Iran: Human Rights and Nuclear Escalation

More than three hundred news outlets, including CNN, the BBC, the Associated Press and the other majors, have reported the Iranian regime’s closure of a human rights center run by Shirin Ebadi. But there’s one outlet which hasn’t done so, despite its attempt to pass itself off as a legitimate news organization.

I refer, of course, to Holocaust-denial outfit Press TV, which selects news not on the basis of an editorially independent survey of what’s actually happening in the world, but on what its paymasters in Tehran decide is fit for consumption.

So you have to go here to read this:

Iranian police have shut down the office of a human rights group led by Nobel Peace Prize winner Shirin Ebadi.

A senior official with the Human Rights Defenders Center, Narges Mohammadi, says police raided the center Sunday as it prepared for a belated celebration of the 60th anniversary of Human Rights Day, which was December 10.

The official says police, along with plainclothed security officers, did not provide any explanation for the raid or show a warrant.

The semi-official Mehr news agency in Iran says judiciary officials ordered the center’s closure because it did not have the required legal permits to operate.

Ebadi told reporters her group will continue to work and support the rights of activists and political prisoners.

Ebadi, a human rights lawyer, was awarded the 2003 Nobel Peace Prize for her work promoting greater rights for women and children in Iran.

During a speech in Geneva on Human Rights Day, Ebadi questioned the make-up of the U.N. Human Rights Council, which consists of a number of Arab nations regularly accused of violating human rights.

Ebadi has provoked leading clerics with her protests against rights abuses in the country.

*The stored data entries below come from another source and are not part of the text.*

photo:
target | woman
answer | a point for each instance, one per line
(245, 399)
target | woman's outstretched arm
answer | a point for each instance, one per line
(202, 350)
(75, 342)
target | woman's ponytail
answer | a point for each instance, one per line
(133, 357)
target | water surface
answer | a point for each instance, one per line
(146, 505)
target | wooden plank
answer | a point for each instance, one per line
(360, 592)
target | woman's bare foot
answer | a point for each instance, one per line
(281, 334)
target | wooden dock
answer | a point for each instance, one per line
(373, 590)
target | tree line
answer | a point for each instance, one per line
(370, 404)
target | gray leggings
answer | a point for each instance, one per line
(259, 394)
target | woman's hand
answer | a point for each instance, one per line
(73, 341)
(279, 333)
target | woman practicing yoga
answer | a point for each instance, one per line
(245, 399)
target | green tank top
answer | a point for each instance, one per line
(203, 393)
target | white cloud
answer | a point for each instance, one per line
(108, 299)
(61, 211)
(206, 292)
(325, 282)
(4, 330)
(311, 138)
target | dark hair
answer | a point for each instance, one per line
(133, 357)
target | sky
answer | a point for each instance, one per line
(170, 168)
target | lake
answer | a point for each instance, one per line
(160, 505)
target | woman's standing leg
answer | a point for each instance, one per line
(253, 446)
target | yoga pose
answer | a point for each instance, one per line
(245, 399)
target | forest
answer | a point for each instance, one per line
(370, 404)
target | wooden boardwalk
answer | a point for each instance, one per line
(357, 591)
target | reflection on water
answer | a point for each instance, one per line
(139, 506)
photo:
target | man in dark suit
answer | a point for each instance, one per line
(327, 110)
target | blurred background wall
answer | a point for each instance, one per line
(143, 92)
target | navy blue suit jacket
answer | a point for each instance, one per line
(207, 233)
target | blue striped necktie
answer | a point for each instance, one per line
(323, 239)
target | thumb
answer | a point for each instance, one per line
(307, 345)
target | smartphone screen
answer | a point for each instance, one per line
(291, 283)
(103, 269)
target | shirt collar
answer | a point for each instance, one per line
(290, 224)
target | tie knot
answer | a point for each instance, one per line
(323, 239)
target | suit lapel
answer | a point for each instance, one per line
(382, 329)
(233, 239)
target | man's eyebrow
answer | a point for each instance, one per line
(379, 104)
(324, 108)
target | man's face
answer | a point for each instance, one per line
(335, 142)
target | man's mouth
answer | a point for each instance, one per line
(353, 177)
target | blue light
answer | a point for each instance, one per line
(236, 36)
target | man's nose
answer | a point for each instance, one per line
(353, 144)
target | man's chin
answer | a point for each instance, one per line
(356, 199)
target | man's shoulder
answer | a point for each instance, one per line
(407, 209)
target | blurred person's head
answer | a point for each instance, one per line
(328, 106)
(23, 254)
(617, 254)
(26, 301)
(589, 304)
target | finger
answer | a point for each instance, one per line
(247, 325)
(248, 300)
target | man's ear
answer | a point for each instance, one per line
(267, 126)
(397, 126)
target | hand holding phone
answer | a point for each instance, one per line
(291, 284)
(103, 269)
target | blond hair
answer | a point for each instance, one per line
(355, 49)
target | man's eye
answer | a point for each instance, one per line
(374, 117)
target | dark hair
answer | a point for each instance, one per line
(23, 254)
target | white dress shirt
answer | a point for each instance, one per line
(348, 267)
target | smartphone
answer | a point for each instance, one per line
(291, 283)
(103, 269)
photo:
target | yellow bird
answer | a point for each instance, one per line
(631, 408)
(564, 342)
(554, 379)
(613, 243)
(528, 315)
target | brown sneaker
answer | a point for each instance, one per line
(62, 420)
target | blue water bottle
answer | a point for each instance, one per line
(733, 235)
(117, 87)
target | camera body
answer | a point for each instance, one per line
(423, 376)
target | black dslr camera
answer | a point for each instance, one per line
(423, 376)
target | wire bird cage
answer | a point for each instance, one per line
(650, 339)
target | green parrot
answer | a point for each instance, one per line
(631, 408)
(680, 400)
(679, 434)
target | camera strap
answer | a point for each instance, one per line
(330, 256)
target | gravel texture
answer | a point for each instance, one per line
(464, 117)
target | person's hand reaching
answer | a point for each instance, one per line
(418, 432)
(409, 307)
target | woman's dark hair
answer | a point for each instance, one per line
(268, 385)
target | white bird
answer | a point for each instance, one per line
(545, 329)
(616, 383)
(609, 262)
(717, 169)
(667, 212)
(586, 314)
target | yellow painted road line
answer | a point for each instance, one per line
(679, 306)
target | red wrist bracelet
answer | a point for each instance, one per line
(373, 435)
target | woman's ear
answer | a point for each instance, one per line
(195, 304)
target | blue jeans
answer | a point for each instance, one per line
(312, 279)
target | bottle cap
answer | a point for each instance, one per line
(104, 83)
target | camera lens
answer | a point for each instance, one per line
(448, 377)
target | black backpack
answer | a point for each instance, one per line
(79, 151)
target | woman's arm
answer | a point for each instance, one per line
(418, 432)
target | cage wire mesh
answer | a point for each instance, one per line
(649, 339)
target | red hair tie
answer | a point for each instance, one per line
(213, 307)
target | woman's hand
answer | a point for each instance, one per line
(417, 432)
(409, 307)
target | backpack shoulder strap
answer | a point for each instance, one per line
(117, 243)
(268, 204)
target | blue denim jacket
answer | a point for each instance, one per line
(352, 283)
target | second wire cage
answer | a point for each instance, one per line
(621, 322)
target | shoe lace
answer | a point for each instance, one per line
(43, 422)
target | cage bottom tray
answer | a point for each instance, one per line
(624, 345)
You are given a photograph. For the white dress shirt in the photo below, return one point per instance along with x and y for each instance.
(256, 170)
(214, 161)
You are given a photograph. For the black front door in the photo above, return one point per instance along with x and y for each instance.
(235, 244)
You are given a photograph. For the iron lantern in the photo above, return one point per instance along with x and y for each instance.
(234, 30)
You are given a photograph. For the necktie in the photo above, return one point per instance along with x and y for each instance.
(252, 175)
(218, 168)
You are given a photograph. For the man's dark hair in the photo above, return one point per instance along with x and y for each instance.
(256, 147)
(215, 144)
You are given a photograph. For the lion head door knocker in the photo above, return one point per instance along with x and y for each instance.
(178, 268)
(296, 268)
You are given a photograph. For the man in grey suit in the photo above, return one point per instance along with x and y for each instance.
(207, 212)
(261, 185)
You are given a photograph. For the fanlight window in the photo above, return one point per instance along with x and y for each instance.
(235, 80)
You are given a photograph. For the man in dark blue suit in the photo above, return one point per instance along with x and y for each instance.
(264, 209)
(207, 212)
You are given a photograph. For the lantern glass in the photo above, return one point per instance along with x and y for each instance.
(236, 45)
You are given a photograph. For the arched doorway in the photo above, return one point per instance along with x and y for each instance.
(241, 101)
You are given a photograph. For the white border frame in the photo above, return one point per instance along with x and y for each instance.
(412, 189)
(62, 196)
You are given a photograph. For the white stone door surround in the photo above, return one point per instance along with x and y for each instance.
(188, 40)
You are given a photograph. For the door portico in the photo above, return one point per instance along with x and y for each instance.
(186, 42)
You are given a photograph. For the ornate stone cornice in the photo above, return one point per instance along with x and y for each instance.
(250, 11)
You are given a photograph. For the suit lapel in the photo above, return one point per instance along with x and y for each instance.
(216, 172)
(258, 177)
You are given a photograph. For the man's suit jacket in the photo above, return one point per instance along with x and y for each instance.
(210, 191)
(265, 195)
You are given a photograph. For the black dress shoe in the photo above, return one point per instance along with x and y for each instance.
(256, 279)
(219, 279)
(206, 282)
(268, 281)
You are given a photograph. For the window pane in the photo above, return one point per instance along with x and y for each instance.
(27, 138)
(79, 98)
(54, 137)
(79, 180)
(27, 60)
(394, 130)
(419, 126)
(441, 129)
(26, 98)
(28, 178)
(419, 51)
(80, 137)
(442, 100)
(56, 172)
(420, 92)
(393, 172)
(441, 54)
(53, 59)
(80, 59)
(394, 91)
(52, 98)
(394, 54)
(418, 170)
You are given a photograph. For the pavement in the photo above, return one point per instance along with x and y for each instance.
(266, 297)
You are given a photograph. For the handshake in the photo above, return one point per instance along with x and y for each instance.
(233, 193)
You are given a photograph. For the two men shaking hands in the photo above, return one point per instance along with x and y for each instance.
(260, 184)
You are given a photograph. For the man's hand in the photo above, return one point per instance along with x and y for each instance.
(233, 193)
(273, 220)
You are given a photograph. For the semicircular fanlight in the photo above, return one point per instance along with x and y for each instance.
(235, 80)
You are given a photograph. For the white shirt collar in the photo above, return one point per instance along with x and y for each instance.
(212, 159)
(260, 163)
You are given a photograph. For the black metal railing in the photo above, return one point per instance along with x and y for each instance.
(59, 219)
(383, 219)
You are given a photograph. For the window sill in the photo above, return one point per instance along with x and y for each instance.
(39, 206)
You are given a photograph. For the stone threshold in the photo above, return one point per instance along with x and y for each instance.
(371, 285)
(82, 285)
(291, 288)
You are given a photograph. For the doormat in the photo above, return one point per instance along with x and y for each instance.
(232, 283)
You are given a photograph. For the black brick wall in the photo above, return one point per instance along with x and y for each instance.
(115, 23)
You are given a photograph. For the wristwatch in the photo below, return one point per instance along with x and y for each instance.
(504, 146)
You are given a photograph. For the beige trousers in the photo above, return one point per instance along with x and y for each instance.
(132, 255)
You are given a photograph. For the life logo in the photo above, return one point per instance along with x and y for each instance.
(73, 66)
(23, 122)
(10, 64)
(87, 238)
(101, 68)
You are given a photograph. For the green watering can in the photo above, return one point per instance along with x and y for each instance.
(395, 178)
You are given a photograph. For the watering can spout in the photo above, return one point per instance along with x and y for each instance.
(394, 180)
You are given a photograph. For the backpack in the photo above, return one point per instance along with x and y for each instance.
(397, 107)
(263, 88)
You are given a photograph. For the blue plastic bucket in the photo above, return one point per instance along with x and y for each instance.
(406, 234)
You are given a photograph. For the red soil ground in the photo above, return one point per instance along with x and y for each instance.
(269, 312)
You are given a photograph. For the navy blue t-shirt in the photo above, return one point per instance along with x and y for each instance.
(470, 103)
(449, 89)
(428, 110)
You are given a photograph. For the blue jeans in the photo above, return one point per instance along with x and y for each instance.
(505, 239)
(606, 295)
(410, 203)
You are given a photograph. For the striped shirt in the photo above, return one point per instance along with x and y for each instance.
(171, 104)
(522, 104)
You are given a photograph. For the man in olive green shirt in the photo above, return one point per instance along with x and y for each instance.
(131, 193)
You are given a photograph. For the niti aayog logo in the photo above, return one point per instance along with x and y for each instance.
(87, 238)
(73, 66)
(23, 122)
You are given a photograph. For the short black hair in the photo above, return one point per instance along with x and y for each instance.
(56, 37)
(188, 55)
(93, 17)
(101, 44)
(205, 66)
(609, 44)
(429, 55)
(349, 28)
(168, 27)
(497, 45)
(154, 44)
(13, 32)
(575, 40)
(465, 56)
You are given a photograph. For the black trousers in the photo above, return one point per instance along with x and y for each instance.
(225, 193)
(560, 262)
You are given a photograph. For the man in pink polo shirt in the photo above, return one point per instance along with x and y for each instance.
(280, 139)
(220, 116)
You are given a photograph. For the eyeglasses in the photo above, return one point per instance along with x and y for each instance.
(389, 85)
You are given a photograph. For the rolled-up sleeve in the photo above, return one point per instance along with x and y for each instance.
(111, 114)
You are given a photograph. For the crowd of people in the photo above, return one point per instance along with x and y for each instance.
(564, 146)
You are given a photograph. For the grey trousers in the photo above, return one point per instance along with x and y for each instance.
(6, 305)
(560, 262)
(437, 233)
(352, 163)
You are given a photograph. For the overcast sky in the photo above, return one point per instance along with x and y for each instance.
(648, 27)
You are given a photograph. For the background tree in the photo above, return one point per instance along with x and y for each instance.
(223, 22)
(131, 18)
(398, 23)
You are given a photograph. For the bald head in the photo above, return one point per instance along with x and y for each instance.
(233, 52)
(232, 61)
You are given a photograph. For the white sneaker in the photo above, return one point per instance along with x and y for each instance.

She also has received multiple death threats against her and her family.

Whereas on Press TV’s website, you can read this:

Questioning the extent of the holocaust seems to have become a “crime against humanity”! Not only that, to be given a seat at any Western table, all (and especially the Palestinians) must swear allegiance to the official version of World War II and the other great chapters of world history, incessantly repeating the “Liturgy of the Six Million”.

What really has Press TV buzzing with excitement right now is this:

Iran’s Atomic Energy Organization (AEO) says the country plans to construct five additional nuclear reactors in the next five years.

AEO Deputy Head Mohammad Qannad revealed Sunday that the agency has been tasked with meeting 10 percent of the country’s energy demand — approximately 20,000 megawatts — through nuclear energy in the near future.

“For the next five years, Iran plans to produce 5,000 megawatts of [nuclear] energy,” he added.

And who is helping the serial human rights abusers of Tehran to build and extend their nuclear capacity? Russia. Which is, for good measure, also delivering missiles to Iran:

Russia has begun delivering S-300 air defense systems to Iran which could help repel any Israeli and U.S. air strikes on its nuclear sites, the official IRNA news agency reported on Sunday.

“After few years of talks with Russia … now the S-300 system is being delivered to Iran,” IRNA quoted Email Kosari, deputy head of parliament’s Foreign Affairs and National Security committee, as saying.

Kosari did not say when the deliveries began. Iran’s Foreign Ministry declined to comment on the report. Russia’s Foreign Ministry also declined comment, saying it may react on Monday.

Russia has long been Iran’s major weapons supplier; the Council on Foreign Relations notes that between 2002 and 2005, Moscow’s weapons business with Tehran amounted to $1.7 billion. Which is why three respected Israeli defense analysts are recommending a grand bargain to the incoming Obama Administration:

The key to a tougher Security Council resolution is Russia, and this provides an opening for Barack Obama. After taking office, he should offer Moscow a grand bargain. For its part, the United States would suspend or even cancel its plans to set up the missile defenses in Eastern Europe that the Kremlin adamantly opposes, and also adopt a more cautious stance as far as admitting into NATO the countries that Russia views as part of its zone of influence.

Russia’s side of the bargain would be to join in the West’s tougher stance against Iran’s nuclear military program and to stop supplying Iran with conventional weapons, many of which then find their way to Hezbollah in Lebanon and other militant groups in the region.

I think, by the way, that this analysis takes eastern Europe’s security considerations far too lightly, particularly in the wake of Russia’s recent onslaught against Georgia. But what stands out here is the lack of faith in UN sanctions to rein in the Iranians; the choice rests between large power compromise or, failing that, the military action which many fear to contemplate.

To end, then, where I began: the closure of Ebadi’s center, the escalation of the nuclear program and the purchase of new weapons systems from Russia (at a time when ordinary Iranians are experiencing severe hardship,) are not random incidents. They are connected. They tell us a great deal about Tehran’s intentions. And in the short term, the likelihood of the regime intensifying its abuse of human rights is about the same as Press TV not reporting it.